A good showing by productivity, which rose 2.2 percent from the fourth quarter, wasn’t enough to offset the worries. The year-over-year increase of 3.2 percent was the highest in four years. The Journal on A3 says it shows that companies “are adjusting quickly to the economic slowdown by shedding workers and cutting back on the number of hours worked.”

The WSJ says labor costs showed their smallest up-tick since 2004, saying that “underscored workers’ difficulty in securing higher wages during a slowdown.” The number of hours worked plunged 1.8 percent, the most in five years.

That was counteracted by (more) bad housing news—pending home sales fell to a new low in March and were 20 percent lower than a year ago. Bloomberg quotes an online real-estate data provider as saying home “values” in the first quarter fell to the lowest level in three years.

And the Associated Press in its economic roundup emphasizes news that consumer borrowing soared a much-higher-than-expected 7.2 percent in March, up from 3.1 percent in February, “in further evidence of the squeeze on consumers.”

Wrong numbers

The Journal stuffs on C6 a very interesting story reporting that Wachovia and Washington Mutual may be low-balling their mortgage losses. The paper says the two banks are using federal data that is much more optimistic than the Case-Shiller Home Price Indices, which the other banks use.

As Seattle-based WaMu posted a $1.14 billion net loss for the first quarter, Chief Executive Kerry Killinger used Case-Shiller data to show investors the magnitude of declines in housing prices. But when WaMu assessed the current value of properties backing its mortgages, WaMu used Ofheo data, the presentation’s footnotes suggest…

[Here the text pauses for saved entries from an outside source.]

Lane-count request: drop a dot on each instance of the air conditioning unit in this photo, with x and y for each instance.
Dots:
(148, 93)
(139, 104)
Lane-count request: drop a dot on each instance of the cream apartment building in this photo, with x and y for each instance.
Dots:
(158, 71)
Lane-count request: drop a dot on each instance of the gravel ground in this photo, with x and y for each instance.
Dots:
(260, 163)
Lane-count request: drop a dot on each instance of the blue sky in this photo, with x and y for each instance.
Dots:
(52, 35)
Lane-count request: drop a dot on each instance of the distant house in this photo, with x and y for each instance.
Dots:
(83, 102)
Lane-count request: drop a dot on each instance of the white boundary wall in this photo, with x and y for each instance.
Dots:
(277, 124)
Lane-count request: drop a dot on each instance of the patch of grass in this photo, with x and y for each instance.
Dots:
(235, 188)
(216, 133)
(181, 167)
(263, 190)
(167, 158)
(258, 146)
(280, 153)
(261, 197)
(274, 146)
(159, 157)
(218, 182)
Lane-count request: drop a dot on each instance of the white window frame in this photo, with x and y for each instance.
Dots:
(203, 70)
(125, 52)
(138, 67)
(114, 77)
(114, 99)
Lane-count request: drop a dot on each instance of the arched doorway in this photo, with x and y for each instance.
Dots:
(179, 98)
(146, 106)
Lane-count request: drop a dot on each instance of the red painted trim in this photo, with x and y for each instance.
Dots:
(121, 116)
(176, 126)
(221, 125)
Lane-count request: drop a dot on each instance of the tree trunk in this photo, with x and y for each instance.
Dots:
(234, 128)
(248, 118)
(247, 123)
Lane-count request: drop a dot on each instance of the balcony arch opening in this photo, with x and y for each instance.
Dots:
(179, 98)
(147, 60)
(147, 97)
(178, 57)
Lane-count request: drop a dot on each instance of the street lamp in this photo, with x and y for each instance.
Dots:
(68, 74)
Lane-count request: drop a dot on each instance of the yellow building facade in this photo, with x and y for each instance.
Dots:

Some economists and researchers contend that Ofheo home-price data are thin in hard-hit markets like Florida and California, where Wachovia and WaMu each have about half of their home loans.

More, please.

Moody’s blues

Moody’s president Brian Clarkson became the “highest-profile” person to fall in the credit-ratings debacle, and the Journal implies on C1 that he was forced out.

The Journal calls Clarkson “the driving force behind Moody’s Investors Service’s push into lucrative but riskier businesses” like mortgage-backed securities and collateralized-debt obligations and notes that he’s being replaced by an exec from one of Moody’s stodgier, old-line businesses.

In the early 2000s, Mr. Clarkson overhauled the residential-mortgage team and ushered in a new methodology that led to higher ratings for some mortgage bonds and more market share for Moody’s in the area. While the bonds performed well, in later years, people who worked under Mr. Clarkson assigned ratings to complex mortgage bonds that didn’t take into account the likelihood of a national housing price decline and the widespread nature of fraudulent loans that backed some subprime mortgage bonds.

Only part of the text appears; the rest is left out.